Deptford arms.. blimey what a pub! back in the 70s and early 80s it was owned/run by Ronnie French. Ronnie had respect in the area by all the petty crooks and villians. I was a regular to the pub popping down there with my mates. We knew it was going be a good night for a punch up or a good night for a decent bands to play for the likes of Squeeze and the Brilliant but not making as big as The Squeeze ...The Kraze! fronted by mates of mine Tony Tall And Steve Little. The place used to be packed out when these bands played and when tickets were in demand.. the shows would be held in the Crypt of Deptford church, the albany empire in Creek road or the Lady Vic (changed name to Tights)in Depford Broadway. Its a shame the pub is closing down i have great memories of it as a kid in the sixties when we used to climb over the wall into the pubs yard and nick a few empty beer bottles and the climb back over the wall and walk into the pub to collect the deposit back on the bottles! my mates and i did this to a few pubs in the area.. as to not arouse suspicion.. never stealing more than half a dozen bottles to take back into the pubs.

. said...

Thanks for those memories, sad to report the pub is now closed.

boxer said...

did anybody remember johnny griffin who drank in the duke early 70s who remembers the ska and reggae good old times

Michael said...

Sadly, yet another pub has closed.
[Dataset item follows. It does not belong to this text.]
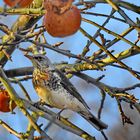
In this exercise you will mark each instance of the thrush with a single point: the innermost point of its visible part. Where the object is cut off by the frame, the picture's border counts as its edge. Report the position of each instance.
(56, 90)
It used to be said that if you went in the Centurion at the top of Deptford High Street and had just a teaspoonful of beer, then kept doubling it at each pub along the High Street, you’d be well drunk by the time you had a drink in the Noah’s Ark at the bottom of the High Street.

Here is the result of doing the above in the pubs in Deptford High Street in 1905:

Start with one teaspoon (= 5 ml) and double it at each subsequent pub. Info shows amount drunk in each pub, and then the cumulative amount:

Centurion 5 ml 5 ml
Red Lion 10 ml 15 ml
Cambridge 20 ml 35 ml
Prince Regent 40 ml 75 ml
Mechanics Arms 80 ml 155 ml
Brown Bear 160 ml 315 ml
Royal Oak 1/2Pint 1 Pint
Pilot 1 Pint 2 Pints
City Arms 2 Pints 4 Pints
White Swan 4 Pints 8 Pints
Red Cow 8 Pints 16 Pints
Noah’s Ark 16 Pints 32 Pints
* 320 ml is slightly more than half a pint, but for the sake of clarity I have used round figures.

• Although the postal addresses of the two pubs on the south corner of the High Street (Centurion) and the north corner (Noah’s Ark) are not in the High Street, by general consensus they most certainly are.
• What was to become the Windsor Castle pub, 163 High Street, has not been included, as in 1905 it was a beer retailer’s and not a pub. It was known as Marshall’s, and even into the 1970s and 1980s it was still known by older locals by that name.

It is clearly much easier to complete the Deptford High Street teaspoon challenge pub-crawl today.